Today was the first day of class. I nestled in the recliner with my laptop and watched Connie's welcome video. Within minutes I was crying tears of loss. I hadn't realized how much I lost when I stopped painting. I had started playing it safe, avoiding creative risks, and hiding from myself and the world. I lost that deepest connection with my creative self.
And so having finished the video and dried my tears, I went into my studio. I had an assignment in hand, but I also had permission to follow my intuition and paint what I felt--assignment be damned. I began taping two pieces of paper together with the intention of taking down my unfinished painting and beginning something new.
But that didn't feel right. My unfinished painting reflected exactly those feelings I was hoping to rediscover through the class.
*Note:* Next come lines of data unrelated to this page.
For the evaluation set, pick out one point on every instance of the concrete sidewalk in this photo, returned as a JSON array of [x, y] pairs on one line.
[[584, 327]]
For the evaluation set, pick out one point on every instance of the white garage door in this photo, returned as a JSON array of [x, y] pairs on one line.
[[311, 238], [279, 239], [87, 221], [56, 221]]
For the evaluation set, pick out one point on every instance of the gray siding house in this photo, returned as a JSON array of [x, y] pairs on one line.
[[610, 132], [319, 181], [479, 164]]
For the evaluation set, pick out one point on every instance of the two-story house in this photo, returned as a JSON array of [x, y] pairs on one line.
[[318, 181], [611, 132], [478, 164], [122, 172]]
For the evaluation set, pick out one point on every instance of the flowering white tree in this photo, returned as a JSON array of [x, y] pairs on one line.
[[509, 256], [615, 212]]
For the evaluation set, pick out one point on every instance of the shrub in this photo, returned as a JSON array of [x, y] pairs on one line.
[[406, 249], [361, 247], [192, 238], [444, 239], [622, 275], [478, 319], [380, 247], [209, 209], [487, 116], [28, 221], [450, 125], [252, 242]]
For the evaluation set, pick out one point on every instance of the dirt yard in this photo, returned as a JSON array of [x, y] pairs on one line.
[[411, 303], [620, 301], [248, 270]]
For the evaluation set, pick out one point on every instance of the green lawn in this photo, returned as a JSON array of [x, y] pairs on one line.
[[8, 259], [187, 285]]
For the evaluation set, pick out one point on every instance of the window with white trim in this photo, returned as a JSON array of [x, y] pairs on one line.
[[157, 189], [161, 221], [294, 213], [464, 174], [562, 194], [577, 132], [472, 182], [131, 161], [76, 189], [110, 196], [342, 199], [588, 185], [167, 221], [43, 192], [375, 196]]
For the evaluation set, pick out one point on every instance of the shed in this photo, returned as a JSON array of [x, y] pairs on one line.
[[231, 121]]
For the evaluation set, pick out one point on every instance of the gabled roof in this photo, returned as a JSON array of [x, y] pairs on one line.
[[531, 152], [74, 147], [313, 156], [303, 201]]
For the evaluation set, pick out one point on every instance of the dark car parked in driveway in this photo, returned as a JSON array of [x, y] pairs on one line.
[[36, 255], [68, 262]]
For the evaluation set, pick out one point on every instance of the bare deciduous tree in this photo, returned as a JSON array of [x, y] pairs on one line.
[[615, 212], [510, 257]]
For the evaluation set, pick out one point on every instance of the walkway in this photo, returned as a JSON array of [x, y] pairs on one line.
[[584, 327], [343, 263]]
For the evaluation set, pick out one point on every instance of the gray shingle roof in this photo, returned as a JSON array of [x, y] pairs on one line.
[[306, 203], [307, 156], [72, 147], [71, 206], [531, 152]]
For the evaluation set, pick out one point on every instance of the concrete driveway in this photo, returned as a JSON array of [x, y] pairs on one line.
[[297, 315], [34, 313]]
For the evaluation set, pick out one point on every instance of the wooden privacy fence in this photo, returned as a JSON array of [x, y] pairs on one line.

So I decided to start painting on it and see where it led. I turned on my favorite Pandora station, loaded up my palette with an array of gorgeous colors, and dipped my brush into beautiful gooey paint.
Within minutes I lost myself in the paint, which really means I found myself again.
Time passed without my awareness as I danced in front of my painting. When I found myself holding a brush in my right hand, another brush and palette in my left hand, and a third brush in my mouth, I felt so good I wondered why I ever stopped.
As I finished painting the leaves and the background, I was faced with painting the body and face. I then realized why I had stopped painting--it was those darned hands and feet. Back in the spring, I was so nervous about painting hands and feet that I stopped painting altogether.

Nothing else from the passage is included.